• Game 2 was an arduous one. It was the kind of game that the Raptors have yet to be involved in this postseason, and the sort that the Sixers would love to play given their flaky shooting and shaky depth. As the game dragged on that script flipped, with Toronto’s bench getting outscored handily and their shooters largely disappearing.

    Perhaps nobody caught more flak for their rough night than Danny Green, who ended up going 1-for-8 and missing a wide-open (truly wide-open) 3-pointer with the chance to tie the game in the closing seconds.

    Missing looks like that doomed the Raptors in Game 2, as they went a paltry 9-for-29 overall on shots the NBA classifies as wide-open (the nearest defender being six-plus feet away) and 7-for-24 on wide-open threes. for the series they’re just 12-for-38 on wide-open threes as a team.

    To rub more salt in the wound, the Raptors managed to generate 54 uncontested shots in Game 2, compared to 37 contested attempts.

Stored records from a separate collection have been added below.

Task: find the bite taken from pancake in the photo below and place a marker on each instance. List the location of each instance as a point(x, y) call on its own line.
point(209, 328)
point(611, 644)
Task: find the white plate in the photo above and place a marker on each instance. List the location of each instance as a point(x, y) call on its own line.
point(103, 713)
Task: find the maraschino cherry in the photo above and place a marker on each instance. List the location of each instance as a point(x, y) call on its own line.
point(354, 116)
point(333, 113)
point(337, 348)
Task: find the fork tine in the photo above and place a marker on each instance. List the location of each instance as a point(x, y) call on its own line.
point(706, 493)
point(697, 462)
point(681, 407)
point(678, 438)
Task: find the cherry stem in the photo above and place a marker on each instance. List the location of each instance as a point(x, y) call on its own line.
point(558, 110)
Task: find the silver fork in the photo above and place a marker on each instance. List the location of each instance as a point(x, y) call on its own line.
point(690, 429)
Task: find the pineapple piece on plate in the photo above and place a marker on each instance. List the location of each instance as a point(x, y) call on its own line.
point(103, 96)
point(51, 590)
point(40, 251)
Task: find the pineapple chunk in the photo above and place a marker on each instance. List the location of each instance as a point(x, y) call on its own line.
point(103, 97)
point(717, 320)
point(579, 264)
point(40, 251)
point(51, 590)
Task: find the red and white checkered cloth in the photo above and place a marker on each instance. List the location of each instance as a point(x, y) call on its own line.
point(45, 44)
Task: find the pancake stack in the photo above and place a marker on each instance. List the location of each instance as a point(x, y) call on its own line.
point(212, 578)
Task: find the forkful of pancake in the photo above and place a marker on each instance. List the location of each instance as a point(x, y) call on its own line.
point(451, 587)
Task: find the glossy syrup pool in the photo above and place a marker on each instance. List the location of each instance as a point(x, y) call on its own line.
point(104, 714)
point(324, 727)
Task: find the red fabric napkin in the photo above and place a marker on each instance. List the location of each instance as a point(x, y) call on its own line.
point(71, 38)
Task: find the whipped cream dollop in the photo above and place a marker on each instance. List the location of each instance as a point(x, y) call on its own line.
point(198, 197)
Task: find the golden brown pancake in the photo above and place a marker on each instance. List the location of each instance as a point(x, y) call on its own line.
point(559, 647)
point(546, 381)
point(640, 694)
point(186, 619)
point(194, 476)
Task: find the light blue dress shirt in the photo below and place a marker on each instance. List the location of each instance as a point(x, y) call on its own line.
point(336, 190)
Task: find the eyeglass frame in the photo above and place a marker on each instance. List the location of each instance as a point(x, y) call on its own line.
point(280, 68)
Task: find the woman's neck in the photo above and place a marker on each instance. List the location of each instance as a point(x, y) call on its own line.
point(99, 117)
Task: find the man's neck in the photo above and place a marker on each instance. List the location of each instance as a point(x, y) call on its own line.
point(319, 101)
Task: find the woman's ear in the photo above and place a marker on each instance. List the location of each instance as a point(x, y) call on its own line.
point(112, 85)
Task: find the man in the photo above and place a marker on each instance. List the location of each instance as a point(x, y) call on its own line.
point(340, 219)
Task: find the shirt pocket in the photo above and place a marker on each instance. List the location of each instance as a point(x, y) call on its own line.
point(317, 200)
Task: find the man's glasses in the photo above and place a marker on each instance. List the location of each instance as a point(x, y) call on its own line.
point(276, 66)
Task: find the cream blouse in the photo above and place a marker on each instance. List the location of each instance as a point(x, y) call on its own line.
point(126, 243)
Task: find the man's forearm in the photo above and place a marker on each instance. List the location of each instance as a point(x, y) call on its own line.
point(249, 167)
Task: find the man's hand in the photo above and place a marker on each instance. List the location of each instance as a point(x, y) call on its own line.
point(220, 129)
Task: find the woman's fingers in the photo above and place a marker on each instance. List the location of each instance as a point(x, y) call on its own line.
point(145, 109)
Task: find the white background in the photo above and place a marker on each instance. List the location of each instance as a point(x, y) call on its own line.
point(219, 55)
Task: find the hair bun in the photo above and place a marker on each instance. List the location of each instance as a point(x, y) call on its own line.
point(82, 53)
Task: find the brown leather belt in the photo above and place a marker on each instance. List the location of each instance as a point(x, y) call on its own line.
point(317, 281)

The fact that they only managed to hit those good looks at 35.2 percent pretty much tells the story, and Nick Nurse was largely justified in not being overly concerned with the team’s play. The Raptors spent a lot of the first half pounding the air out of the ball whenever a mismatch presented itself but still produced shots that should be expected to drop more frequently, whether the ball was moving or not.

    So no, it’s not just a Green issue, but when the league’s second-most accurate 3-point shooter in the regular season (45.5 percent) goes 31.6 percent from deep in the playoffs it sticks out as a problem. The Raptors don’t live and die on high-variance shots like the Nets did, but they should not be losing the 3-point battle against Philadelphia. Green, understandably, is a key character there.

    Green has been mired in a short but nasty slump, now 1-for-9 on catch-and-shoot looks against the Sixers (and 10-for-31 through seven playoff games) after hitting 47.4 percent of those same shots throughout the regular season.

    There really isn’t much the Raptors can do about this aspect of Green’s game. Shooters hit ruts, and those who have a steady diet of threes are subject to more variance than most. They have to believe that Green will start knocking his shots down (1-for-6 on uncontested attempts on Monday) and keep feeding him when the opportunities arise.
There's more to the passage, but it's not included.